Google Music – Can it compete with iTunes?
Search engine giants Google have now released their ‘Google Music’ service within the US which has sparked a lot of excitement from evangelists of the brand and has been eagerly awaited by many of the major record labels as a potential high revenue stream. Google has already signed major contracts with the likes of Vivendi Universal Music Group, EMI, and Sony Music Entertainment which shows a huge sign of intent toward making this new service a success. They have also signed deals with some independent labels such as Beggar’s Banquet and Merlin.
The big question on everyone’s lips, however, is can they compete with the likes of Apple and Amazon, and more importantly, are they going to revolutionise the way that we interact with music through our technological devices? The answer it seems is still quite uncertain. A lot of the major companies in the music industry had high hopes that Google Music was going to change everything and open up whole new revenue streams through a cloud-based platform, but it seems that due to some hiccups during the licensing talks near the start of this year, Google decided to really tone down their plans. Due to this, Google Music just seems like just another online music store; yes you can download, store, play and share your music but what’s new? Is this just another alternative to iTunes, and if so, where is the appeal to user for them to change platforms?

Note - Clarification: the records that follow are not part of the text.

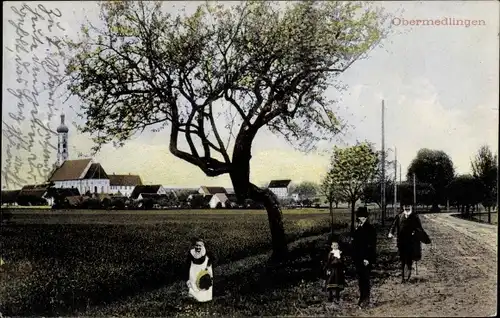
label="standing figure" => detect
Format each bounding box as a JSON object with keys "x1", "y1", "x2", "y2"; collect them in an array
[
  {"x1": 185, "y1": 239, "x2": 214, "y2": 302},
  {"x1": 352, "y1": 207, "x2": 377, "y2": 308},
  {"x1": 388, "y1": 205, "x2": 431, "y2": 283},
  {"x1": 323, "y1": 240, "x2": 346, "y2": 302}
]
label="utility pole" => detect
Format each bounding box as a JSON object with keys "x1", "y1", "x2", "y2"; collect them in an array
[
  {"x1": 381, "y1": 100, "x2": 386, "y2": 225},
  {"x1": 413, "y1": 173, "x2": 417, "y2": 213},
  {"x1": 394, "y1": 147, "x2": 397, "y2": 217}
]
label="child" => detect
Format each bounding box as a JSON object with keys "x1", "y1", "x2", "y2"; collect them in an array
[{"x1": 323, "y1": 241, "x2": 346, "y2": 302}]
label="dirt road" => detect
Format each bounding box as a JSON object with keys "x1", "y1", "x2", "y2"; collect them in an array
[{"x1": 305, "y1": 213, "x2": 497, "y2": 317}]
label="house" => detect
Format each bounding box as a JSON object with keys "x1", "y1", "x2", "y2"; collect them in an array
[
  {"x1": 109, "y1": 173, "x2": 143, "y2": 197},
  {"x1": 268, "y1": 179, "x2": 292, "y2": 199},
  {"x1": 17, "y1": 184, "x2": 52, "y2": 206},
  {"x1": 209, "y1": 193, "x2": 238, "y2": 209},
  {"x1": 198, "y1": 186, "x2": 227, "y2": 196},
  {"x1": 1, "y1": 190, "x2": 20, "y2": 206},
  {"x1": 130, "y1": 185, "x2": 167, "y2": 200},
  {"x1": 47, "y1": 159, "x2": 110, "y2": 195}
]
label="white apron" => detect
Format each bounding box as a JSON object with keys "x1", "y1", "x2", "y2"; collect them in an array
[{"x1": 187, "y1": 255, "x2": 213, "y2": 302}]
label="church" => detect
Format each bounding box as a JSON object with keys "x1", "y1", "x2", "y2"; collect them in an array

Maybe we are just being slightly pessimistic or expecting too much of Google but considering the hype that was surrounding this new service then I think we are all within our rights to be a bit disappointed. I don’t want to write them off just yet because Google always seems to have a trick up their sleeve and hopefully by the time us Brits get to sample the delights of Google’s new gift there will be some new features and it will have passed through the teething stages by then.